Droit pénal

Recel de vol : tout comprendre sur cette infraction pénale en 2026

Le recel de vol constitue l'une des infractions les plus fréquemment poursuivies devant les juridictions pénales françaises. Infraction distincte du vol lui-même, le recel sanctionne celui qui, en pleine connaissance de l'origine délictueuse d'un bien, le détient, le dissimule ou en tire profit. La sévérité de la répression — cinq ans d'emprisonnement et 375 000 euros d'amende au minimum — traduit la volonté du législateur de tarir les débouchés économiques de la délinquance acquisitive. Car sans receleur, le vol perd une grande partie de son intérêt patrimonial. La jurisprudence de la Cour de cassation a précisé, au fil de décennies de contentieux, les contours exacts de cette infraction : autonomie par rapport au vol d'origine, solidarité civile du receleur, prescription adaptée à son caractère continu. Cet article examine l'ensemble du régime juridique applicable au recel de vol, des éléments constitutifs aux moyens de défense, en passant par les circonstances aggravantes et la responsabilité civile solidaire.

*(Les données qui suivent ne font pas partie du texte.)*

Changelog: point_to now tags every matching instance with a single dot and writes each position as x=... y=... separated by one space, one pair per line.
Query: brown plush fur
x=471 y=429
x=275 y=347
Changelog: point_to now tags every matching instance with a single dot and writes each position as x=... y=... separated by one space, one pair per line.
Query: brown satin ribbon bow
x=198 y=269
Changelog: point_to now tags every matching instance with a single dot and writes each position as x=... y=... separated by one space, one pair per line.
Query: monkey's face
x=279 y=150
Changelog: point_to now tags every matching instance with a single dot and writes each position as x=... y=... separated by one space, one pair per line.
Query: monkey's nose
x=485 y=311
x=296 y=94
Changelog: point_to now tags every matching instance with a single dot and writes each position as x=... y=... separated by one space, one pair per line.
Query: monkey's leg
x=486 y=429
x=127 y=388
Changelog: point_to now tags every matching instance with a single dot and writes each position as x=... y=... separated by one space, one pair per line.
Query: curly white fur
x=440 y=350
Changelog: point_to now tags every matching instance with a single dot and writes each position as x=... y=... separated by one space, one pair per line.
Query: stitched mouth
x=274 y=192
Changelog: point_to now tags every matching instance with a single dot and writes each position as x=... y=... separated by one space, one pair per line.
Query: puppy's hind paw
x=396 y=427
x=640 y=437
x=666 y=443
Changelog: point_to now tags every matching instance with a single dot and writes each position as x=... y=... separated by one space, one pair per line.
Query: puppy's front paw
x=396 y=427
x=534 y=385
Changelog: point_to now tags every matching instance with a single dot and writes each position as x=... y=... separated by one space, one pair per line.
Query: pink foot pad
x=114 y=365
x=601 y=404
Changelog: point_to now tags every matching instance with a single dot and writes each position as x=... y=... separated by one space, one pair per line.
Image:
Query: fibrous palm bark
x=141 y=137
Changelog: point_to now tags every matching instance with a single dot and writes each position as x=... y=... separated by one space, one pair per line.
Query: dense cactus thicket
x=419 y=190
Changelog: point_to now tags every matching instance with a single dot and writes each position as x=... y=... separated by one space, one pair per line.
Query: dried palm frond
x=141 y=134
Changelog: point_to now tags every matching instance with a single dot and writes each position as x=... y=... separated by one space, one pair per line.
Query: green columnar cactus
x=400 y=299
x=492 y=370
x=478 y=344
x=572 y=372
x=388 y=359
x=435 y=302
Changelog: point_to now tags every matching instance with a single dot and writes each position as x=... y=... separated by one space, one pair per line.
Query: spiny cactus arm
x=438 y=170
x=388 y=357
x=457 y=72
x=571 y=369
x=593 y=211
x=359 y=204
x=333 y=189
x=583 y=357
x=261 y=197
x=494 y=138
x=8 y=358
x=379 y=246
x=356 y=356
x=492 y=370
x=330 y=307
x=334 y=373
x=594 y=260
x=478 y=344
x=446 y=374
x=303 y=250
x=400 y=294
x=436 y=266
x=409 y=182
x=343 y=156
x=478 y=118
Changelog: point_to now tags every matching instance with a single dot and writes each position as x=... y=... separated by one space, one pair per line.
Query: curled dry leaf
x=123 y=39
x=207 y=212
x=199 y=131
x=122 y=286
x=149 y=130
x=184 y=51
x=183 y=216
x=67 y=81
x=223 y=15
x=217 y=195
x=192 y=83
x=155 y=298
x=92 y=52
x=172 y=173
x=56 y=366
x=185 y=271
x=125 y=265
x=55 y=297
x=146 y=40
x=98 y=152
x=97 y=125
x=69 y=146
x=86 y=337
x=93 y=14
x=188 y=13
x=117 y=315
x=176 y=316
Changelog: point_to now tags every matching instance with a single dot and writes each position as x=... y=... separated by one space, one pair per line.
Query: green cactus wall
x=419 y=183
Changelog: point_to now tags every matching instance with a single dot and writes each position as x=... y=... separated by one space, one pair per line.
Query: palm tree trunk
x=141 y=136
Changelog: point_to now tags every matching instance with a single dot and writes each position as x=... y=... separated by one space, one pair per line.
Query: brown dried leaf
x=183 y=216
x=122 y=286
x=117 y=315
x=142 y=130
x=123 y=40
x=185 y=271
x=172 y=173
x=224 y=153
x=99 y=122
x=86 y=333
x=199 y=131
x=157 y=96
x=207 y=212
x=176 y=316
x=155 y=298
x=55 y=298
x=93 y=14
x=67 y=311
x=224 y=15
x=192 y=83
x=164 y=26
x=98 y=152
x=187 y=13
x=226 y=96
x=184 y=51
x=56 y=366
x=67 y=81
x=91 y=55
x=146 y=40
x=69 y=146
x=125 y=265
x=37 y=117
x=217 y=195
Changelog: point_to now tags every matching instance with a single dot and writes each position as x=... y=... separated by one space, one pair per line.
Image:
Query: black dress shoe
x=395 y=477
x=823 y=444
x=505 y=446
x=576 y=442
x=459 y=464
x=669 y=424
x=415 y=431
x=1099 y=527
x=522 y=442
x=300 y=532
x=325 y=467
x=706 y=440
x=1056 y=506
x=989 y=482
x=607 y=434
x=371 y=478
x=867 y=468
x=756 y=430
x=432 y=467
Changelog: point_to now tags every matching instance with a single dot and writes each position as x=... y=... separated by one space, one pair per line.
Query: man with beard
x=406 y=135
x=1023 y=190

9 min de lecture Niveau intermediaire MAJ 2026-04-25 France · droit civil
TG
Auteur
Thomas Gayon
SL
Validé par
Me Sandy Lacroix, Avocate

En bref

Le recel de vol consiste à détenir, dissimuler ou profiter d'un bien issu d'un vol en connaissance de cause. Puni de 5 ans d'emprisonnement et 375 000 € d'amende, le recel peut atteindre 10 ans en cas de circonstances aggravantes.

Définition légale et éléments constitutifs du recel de vol

Texte de loi

Art. 321-1 al. 1 C. pén.

« Le recel est le fait de dissimuler, de détenir ou de transmettre une chose, ou de faire office d'intermédiaire afin de la transmettre, en sachant que cette chose provient d'un crime ou d'un délit. Le recel est puni de cinq ans d'emprisonnement et de 375 000 euros d'amende. »

Source : Code pénal — article consolidé

Jurisprudence

Cass. crim., 9 novembre 1965, n° 65-90.659

« La Cour de cassation a jugé que le recel est réalisé alors même que l'auteur du délit à l'aide duquel a été obtenu l'objet recelé n'est pas poursuivi, dès lors que l'existence de ce délit est constatée par les juges du fond. Le mot « vol » implique par lui-même la soustraction frauduleuse de la chose d'autrui. »

Source : JUDILIBRE — Cour de cassation

Les deux formes du recel : détention et profit

Texte de loi

Art. 321-1 al. 2 C. pén.

« Constitue également un recel le fait, en connaissance de cause, de bénéficier, par tout moyen, du produit d'un crime ou d'un délit. Cette seconde forme de recel, dite « recel-profit », a été consacrée par le nouveau Code pénal entré en vigueur le 1er mars 1994. »

Source : Code pénal — article consolidé

À éviter

Acheter un bien à prix anormalement bas

L'acquisition d'un objet à un prix manifestement inférieur à sa valeur marchande, sans facture ni justificatif d'origine, constitue un indice majeur de connaissance de la provenance délictueuse. Les tribunaux retiennent régulièrement ce critère pour caractériser l'élément intentionnel du recel.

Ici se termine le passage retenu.